Just Ask a 5-Year Old

Just Ask a 5-Year Old

I heard this short but potent story recently. I can’t for the life of me remember who told it to me, so please forgive me if I’m not attributing this properly to you!

A man walks into a kindergarten classroom and stands in front of the class. “How many of you know how to dance?” he asks the kids. They all raise their hands up high into the air.

“How many of you know how to sing?” he queries. Hands shoot up again with a lot of background chatter.

“And how many of you know how to paint?” 100% hands up for a third time.

The same man now walks into a room full of adults at a conference. “How many of you know how to dance?” he asks. A few hands go up reluctantly, all of them female.

“How many of you know how to sing?” Again, a few stray hands go up from different corners of the crowd. Five percent at best.

“And how many of you know how to paint?” This time, literally not one hand goes up in the air.

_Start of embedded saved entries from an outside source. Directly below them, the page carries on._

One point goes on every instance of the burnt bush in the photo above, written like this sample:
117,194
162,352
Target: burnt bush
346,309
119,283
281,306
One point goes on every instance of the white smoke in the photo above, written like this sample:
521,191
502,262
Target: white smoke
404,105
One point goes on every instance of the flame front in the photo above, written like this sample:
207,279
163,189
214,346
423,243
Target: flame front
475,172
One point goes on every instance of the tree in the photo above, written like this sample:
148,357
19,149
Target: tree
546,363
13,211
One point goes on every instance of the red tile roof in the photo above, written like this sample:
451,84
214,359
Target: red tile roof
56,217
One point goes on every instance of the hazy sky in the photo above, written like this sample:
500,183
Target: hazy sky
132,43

So there you go. What makes us get de-skilled or dumber as we get older? Nothing at all! It’s just our expectations of ourselves that grow. The bar goes up for what it takes to count yourself as knowing how to do something with every passing year. Why is that? When we were 5 years old, all of us were about the same in terms of our capabilities. Singing, painting, dancing, tying shoes. But as we age, we find ourselves with peers who are world class specialists in different areas, and all of a sudden, our perception of self changes. Sing? Me? Are you kidding? Who do I look like, Sting?

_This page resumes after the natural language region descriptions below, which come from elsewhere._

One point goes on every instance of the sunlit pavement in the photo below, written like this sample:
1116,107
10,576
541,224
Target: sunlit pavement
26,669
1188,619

I see this same phenomenon in business all of the time. The better people get at one thing, the worse they think they are at other things. It’s the rare person who wants to excel at multiple disciplines, and more important, isn’t afraid to try them. But we’ve seen lots of success over the years at this at Return Path. The account manager who becomes a product manager. The tech support guy who becomes a software developer. The sales rep who becomes an account manager.

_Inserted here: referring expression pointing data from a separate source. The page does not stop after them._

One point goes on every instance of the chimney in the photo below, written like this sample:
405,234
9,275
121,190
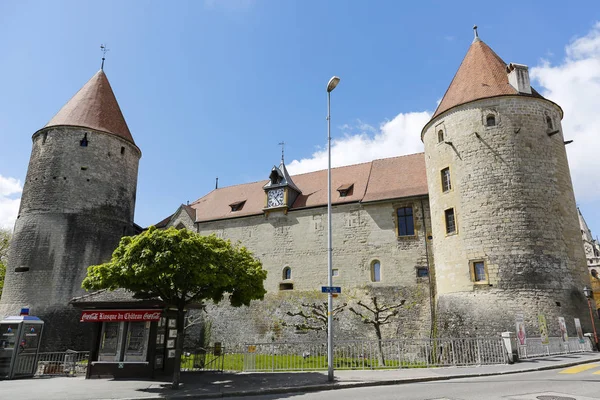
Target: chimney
518,77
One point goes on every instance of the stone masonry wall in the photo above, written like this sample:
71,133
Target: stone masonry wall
77,203
361,234
515,210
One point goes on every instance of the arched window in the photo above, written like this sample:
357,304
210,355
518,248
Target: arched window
287,273
375,271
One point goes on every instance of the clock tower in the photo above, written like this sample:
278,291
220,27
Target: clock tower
280,190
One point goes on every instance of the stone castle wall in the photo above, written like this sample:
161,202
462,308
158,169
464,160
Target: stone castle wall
515,210
362,233
77,202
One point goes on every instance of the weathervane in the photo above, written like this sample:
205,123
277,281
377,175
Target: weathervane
282,144
103,49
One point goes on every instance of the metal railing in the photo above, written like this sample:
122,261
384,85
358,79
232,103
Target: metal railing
535,348
63,363
357,354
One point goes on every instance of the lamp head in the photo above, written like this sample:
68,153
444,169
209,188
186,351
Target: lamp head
332,83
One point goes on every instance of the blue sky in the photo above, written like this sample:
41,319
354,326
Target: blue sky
209,88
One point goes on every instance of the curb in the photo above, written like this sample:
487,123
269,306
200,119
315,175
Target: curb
350,385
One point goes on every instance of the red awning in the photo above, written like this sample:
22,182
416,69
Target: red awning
120,315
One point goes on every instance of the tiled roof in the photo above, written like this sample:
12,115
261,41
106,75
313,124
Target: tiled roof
384,179
94,106
481,74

I love these stories! My anecdotal evidence suggests that people who do take this kind of plunge end up just as successful in their new discipline, if not more so, because they have a wider range of skills, knowledge, and perspectives on their job. Or it could just be that the kind of people who WANT to do multiple types of jobs are inherently stronger employees. Not sure which is the cause and which is the effect.

It’s even more rare that managers allow their people the freedom to try to be great at new things. It’s all too easy for managers to pigeonhole people into the thing they know how to do, the thing they’re doing now, the thing they first did when they started at the company. “Person X doesn’t have the skills to do that job,” we hear from time to time.

I don’t buy that. Sure, people need to be developed. They need to interview well to transition into a completely new role. But having the belief that the talent you have in one area of the company can be transferable to other areas, as long as it comes with the right desire and attitude, is a key success factor in running a business in today’s world. The opposite is an environment where you’re unable to change or challenge the organization, where you lose great people who want to do new things or feel like they are being held back, and where you feel compelled to hire in from the outside to “shore up weaknesses.” That works sometimes, but it’s basically saying you’d rather take an unknown person and try him or her out at a role than a known strong performer from another part of the organization.

And who really wants to send that message?